After following the Bitnet instructions:
git clone --recursive https://github.com/microsoft/BitNet.git
cd BitNet
conda create -n bitnet-cpp python=3.9
conda activate bitnet-cpp
pip install -r requirements.txt
python setup_env.py --hf-repo tiiuae/Falcon3-7B-Instruct-1.58bit -q i2_s
I'm finding that their e2e_benchmark.py Python script is not really working. Or, more precisely, it is working but giving a dismal performance. With
python3 utils/e2e_benchmark.py -m models/Falcon3-7B-Instruct-1.58bit/ggml-model-i2_s.gguf -n 0 -p 512 -t 16
I get this:
| model | size | params | backend | threads | n_batch | test | t/s |
|---|---|---|---|---|---|---|---|
| llama 3B I2_S - 2 bpw ternary | 3.05 GiB | 7.46 B | CPU | 16 | 1 | pp512 | 22.15 ± 0.07 |
Hahaha. 22 t/s for PP-512? Fortunately for us, BitNet is just a thin wrapper around llama.cpp, so we can run the llama-bench tool, which the e2e_benchmark.py uses under the hood, directly:
./build/bin/llama-bench -m models/Falcon3-7B-Instruct-1.58bit/ggml-model-i2_s.gguf -p 512 -n 128 -t 16
and we get
| model | size | params | backend | threads | test | t/s |
|---|---|---|---|---|---|---|
| llama 3B I2_S - 2 bpw ternary | 3.05 GiB | 7.46 B | CPU | 16 | pp512 | 187.90 ± 0.99 |
| llama 3B I2_S - 2 bpw ternary | 3.05 GiB | 7.46 B | CPU | 8 | tg128 | 23.39 ± 0.05 |
In comparison, here is what we get with IQ2_BN (using -rtr 1 to interleave 4 rows when loading the model:
| model | size | params | backend | threads | test | t/s |
|---|---|---|---|---|---|---|
| llama ?B IQ2_BN - 2.00 bpw Bitnet | 2.07 GiB | 7.46 B | CPU | 16 | pp512 | 465.85 ± 1.91 |
| llama ?B IQ2_BN - 2.00 bpw Bitnet | 2.07 GiB | 7.46 B | CPU | 8 | tg128 | 28.03 ± 0.04 |
So, 2.5X for PP-512, and ~20% better for TG-128 (both achieve maximum performance at 8 threads).

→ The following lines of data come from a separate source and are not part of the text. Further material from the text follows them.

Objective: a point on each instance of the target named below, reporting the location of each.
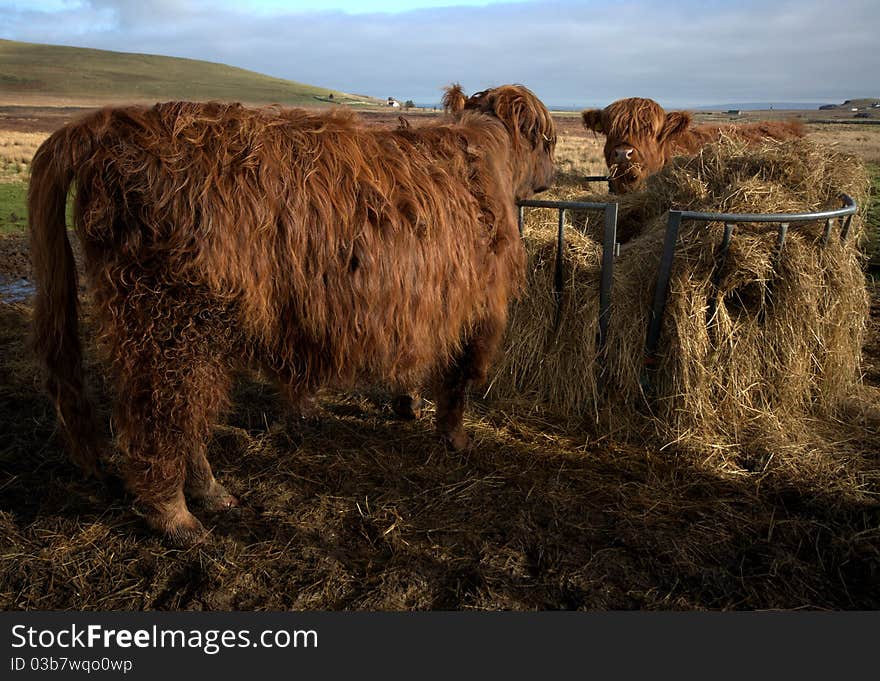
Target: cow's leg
(170, 392)
(471, 366)
(201, 485)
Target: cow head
(639, 139)
(531, 129)
(454, 98)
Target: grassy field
(358, 511)
(52, 73)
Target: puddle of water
(15, 290)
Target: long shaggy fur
(641, 138)
(324, 251)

TG-128 is of course memory bound and the BitNet authors make claims about energy efficiency, so let's look at TG with fewer threads:
| model | size | params | backend | threads | test | t/s |
|---|---|---|---|---|---|---|
| llama 3B I2_S - 2 bpw ternary | 3.05 GiB | 7.46 B | CPU | 1 | tg128 | 9.64 ± 0.05 |
| llama 3B I2_S - 2 bpw ternary | 3.05 GiB | 7.46 B | CPU | 2 | tg128 | 15.45 ± 0.04 |
| llama 3B I2_S - 2 bpw ternary | 3.05 GiB | 7.46 B | CPU | 4 | tg128 | 22.21 ± 0.20 |
vs
| model | size | params | backend | threads | test | t/s |
|---|---|---|---|---|---|---|
| llama ?B IQ2_BN - 2.00 bpw Bitnet | 2.07 GiB | 7.46 B | CPU | 1 | tg128 | 12.83 ± 0.24 |
| llama ?B IQ2_BN - 2.00 bpw Bitnet | 2.07 GiB | 7.46 B | CPU | 2 | tg128 | 22.46 ± 0.03 |
| llama ?B IQ2_BN - 2.00 bpw Bitnet | 2.07 GiB | 7.46 B | CPU | 4 | tg128 | 27.62 ± 0.05 |
OK. Now I can claim that IQ2_BN is almost 4X more energy efficient than BitNet as we get (almost) the same performance at 2 threads as their maximum performance at 8 threads.